The PSPP is the Province’s largest pension plan, and covers Government employees, health care employees, school board employees, and employees of various Crown corporations. It has some 27,000 active members, 17,000 retirees, and at December 31, 2013 (before these changes) had assets of $4.8 billion compared to liabilities of $7.8 billion.
In announcing these changes, Government stated that its key objectives were to have a sustainable plan, to allow for reasonable retirement benefits for public employees, and to protect the financial future of the Province.
The key benefit changes are as follows:
- Benefit changes are to be effective January 1, 2015.

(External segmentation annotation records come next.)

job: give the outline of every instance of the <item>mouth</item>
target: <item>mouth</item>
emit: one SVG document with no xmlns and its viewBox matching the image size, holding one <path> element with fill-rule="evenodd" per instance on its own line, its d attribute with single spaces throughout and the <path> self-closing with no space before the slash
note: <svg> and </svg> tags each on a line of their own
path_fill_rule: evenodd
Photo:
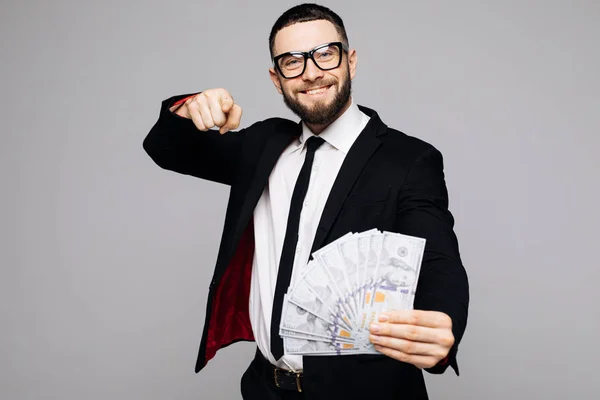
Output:
<svg viewBox="0 0 600 400">
<path fill-rule="evenodd" d="M 309 90 L 301 90 L 300 93 L 305 94 L 307 96 L 320 96 L 325 94 L 333 85 L 320 86 L 317 88 L 312 88 Z"/>
</svg>

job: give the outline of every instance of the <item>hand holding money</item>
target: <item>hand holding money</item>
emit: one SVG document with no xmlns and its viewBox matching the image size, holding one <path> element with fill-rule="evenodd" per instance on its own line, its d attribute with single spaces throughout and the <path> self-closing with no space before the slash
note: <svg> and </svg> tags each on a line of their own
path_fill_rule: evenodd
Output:
<svg viewBox="0 0 600 400">
<path fill-rule="evenodd" d="M 418 368 L 437 365 L 454 345 L 452 320 L 438 311 L 383 312 L 369 330 L 377 351 Z"/>
<path fill-rule="evenodd" d="M 383 357 L 369 325 L 413 308 L 424 247 L 423 238 L 371 229 L 315 251 L 284 297 L 285 354 Z"/>
</svg>

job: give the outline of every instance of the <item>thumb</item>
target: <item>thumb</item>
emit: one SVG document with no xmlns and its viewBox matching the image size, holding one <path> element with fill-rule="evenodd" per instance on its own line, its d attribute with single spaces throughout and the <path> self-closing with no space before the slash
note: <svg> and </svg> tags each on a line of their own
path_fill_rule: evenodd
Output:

- Member contributions will increase by 2.15% of pay on earnings up to the Year’s Maximum Pensionable Earnings ("YMPE") and 3.25% of earnings in excess of the YMPE, for total contributions of 10.75% of earnings up to the Year’s Basic Exemption, 8.95% of remaining earnings up to the YMPE, and 11.85% of earnings above the YMPE. Government will continue to match employee contributions.
- Unreduced retirement will now be available at age 58 with 30 years of service, or age 60 with 10 years of service. This compares to the prior criteria of age 55 with 30 years of service, and age 60 with 5 years of service. These provisions will be transitioned in over a 5-year period, and members satisfying the old criteria during the window will be grandfathered. Consistent changes will also be made to the early reduced retirement criteria.
- Post-retirement indexing is currently provided at a rate of 60% of CPI, to a maximum annual increase of 1.2%. This benefit will continue to be provided in respect of service accrued up to January 1, 2015, but indexing will be suspended in respect of service accrued after that date. Current retirees are therefore not impacted.
- The earnings averaging formula will change from a 5-year average to a 6-year average, subject to the condition that the new average will be no less than the frozen 5-year average at the transition date.
- Individuals must now attain 10 years of service and retire from active service to be eligible for post-retirement life and health coverage. Again, a 5-year transition period is applicable to these criteria.
Further, and as mentioned earlier, in conjunction with these benefit changes, the parties have agreed to operate the PSPP on a Jointly Trusteed basis going forward, with all surpluses or deficits equally shared between Government and PSPP members. This will entail the creation of an independent corporation to oversee the PSPP. The details of the framework in which the Joint Trusteeship will operate, as well as a formal Funding Policy are yet to be determined. The parties will continue their discussions on these aspects in the near-term.
On the asset side, Government will issue a promissory note with a present value of $2.685 billion, to be amortized over 30 years. In addition, the PSPP investments are expected to be moved to a less risky asset mix from the current 75% equity target mix to 50%. The additional funding and proposed changes to the asset mix, coupled with the benefit changes and contribution increases noted above, are projected, with a high probability, to fully fund the PSPP over the 30-year period.